Dengan demikian, taklifi dibagi menjadi lima macam, yaitu:
a. Tuntutan untuk memperbuat secara pasti, yaitu suatu perkara yang
apabila dikerjakan mendapat ganjaran dan apabila ditinggalkan akan
mendapat ancaman Allah Swt, yang disebut dengan istilah “wajib”.
Contohnya: mengerjakan shalat, puasa, dan sebagainya.
1. Pembagian Wajib Ditinjau dari Waktu Pelaksanaannya
a. Wajib Muthlak
Yaitu kewajiban yang ditentukan waktu pelaksanaannya, dengan arti
tidak salah bila waktu pelaksanaannya ditunda sampai ia mampu
melaksanakannya. Contohnya wajib membayar kafarah sumpah, tapi
waktunya tidak ditentukan oleh syara’.
b.

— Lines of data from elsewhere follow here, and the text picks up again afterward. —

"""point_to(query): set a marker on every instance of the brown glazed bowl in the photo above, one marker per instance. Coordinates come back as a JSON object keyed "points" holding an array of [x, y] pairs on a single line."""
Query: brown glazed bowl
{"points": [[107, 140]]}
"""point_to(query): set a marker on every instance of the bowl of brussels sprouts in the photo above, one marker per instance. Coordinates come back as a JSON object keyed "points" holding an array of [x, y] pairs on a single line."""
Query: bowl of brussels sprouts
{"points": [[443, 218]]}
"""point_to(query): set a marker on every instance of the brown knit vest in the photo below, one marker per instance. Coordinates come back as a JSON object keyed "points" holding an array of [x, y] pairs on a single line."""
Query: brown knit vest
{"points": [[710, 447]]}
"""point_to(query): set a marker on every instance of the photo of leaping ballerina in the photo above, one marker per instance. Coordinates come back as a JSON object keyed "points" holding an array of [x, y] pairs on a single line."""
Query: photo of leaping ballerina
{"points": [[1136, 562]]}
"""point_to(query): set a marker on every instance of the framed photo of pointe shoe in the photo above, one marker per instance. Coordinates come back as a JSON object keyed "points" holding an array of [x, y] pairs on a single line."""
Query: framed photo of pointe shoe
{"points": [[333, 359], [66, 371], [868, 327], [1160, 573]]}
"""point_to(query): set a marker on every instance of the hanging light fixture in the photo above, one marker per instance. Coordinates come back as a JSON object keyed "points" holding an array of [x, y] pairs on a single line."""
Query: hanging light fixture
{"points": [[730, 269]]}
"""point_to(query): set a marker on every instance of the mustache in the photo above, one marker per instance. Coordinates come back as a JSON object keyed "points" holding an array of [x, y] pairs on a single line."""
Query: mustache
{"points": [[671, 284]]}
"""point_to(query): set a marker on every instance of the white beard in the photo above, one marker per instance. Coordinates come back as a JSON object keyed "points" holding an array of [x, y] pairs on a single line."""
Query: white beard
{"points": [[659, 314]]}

Wajib Mu’aqqat
Yaitu kewajiban yang waktu pelaksanaannya ditentukan dan tidak sah
bila dilakukan di luar waktu tersebut. Contohnya puasa
ramadhan. Wajib ini di bagi menjadi tiga bagian, yaitu:
 Wajib muwassa’, yaitu kewajiban yang waktu untuk melakukan
kewajiban itu melebihi waktu pelaksanaan kewajiban
itu. Contohnya waktu shalat lima waktu, shalat isya dari petang
sampai subuh.

4
 Wajib mudhayyaq, yaitu suatu kewajiban yang menyamai waktunya
dengan kewajiban itu sendiri. Contohnya puasa ramadhan waktu
mulainya dan berakhirnya sama yaitu dari terbit fajar sampai
maghrib.
 Wajib dzu syabhain, yaitu kewajiban yang pelaksanaannya dalam
waktu tertentu dan waktunya mengandung dua sifat di atas yaitu
muwassa’ dan mudhayyaq. Yaitu waktu mulainya sama dengan
waktu berakhirnya dan waktunya panjangnya contohnya ibadah
haji.
2. Pembagian Wajib dari Segi Pelaksana.
a. Wajib ‘ain, suatu kewajiban yang harus dikerjakan oleh setiap orang
mukallaf, sehingga jika ia meninggal, berdosalah ia dan berhak disiksa.
Contoh, sholat, zakat, menepati akad (memenuhi janji), memberikan
hak orang lain yang berhak, dan kewajiban-kewajiban lain yang
apabila ditinggalkan berdosa.
b. Wajib kifayah, suatu kewajiban yang hanya menuntut terwujudnya
suatu pekerjaan dari sekelompok masyarakat. Sehingga jika pekerjaan
tersebut telah dikerjakan oleh sebagian masyarakat, maka bebaslah
yang lain dari kewajiban itu, tanpa menanggung dosa. Tapi jika tidak
ada seorangpun yang mengerjakan tuntutan tersebut, maka berdosalah
seluruh anggota masyarakat.
3. Pembagian Wajib dari Segi Kadar yang Dituntut.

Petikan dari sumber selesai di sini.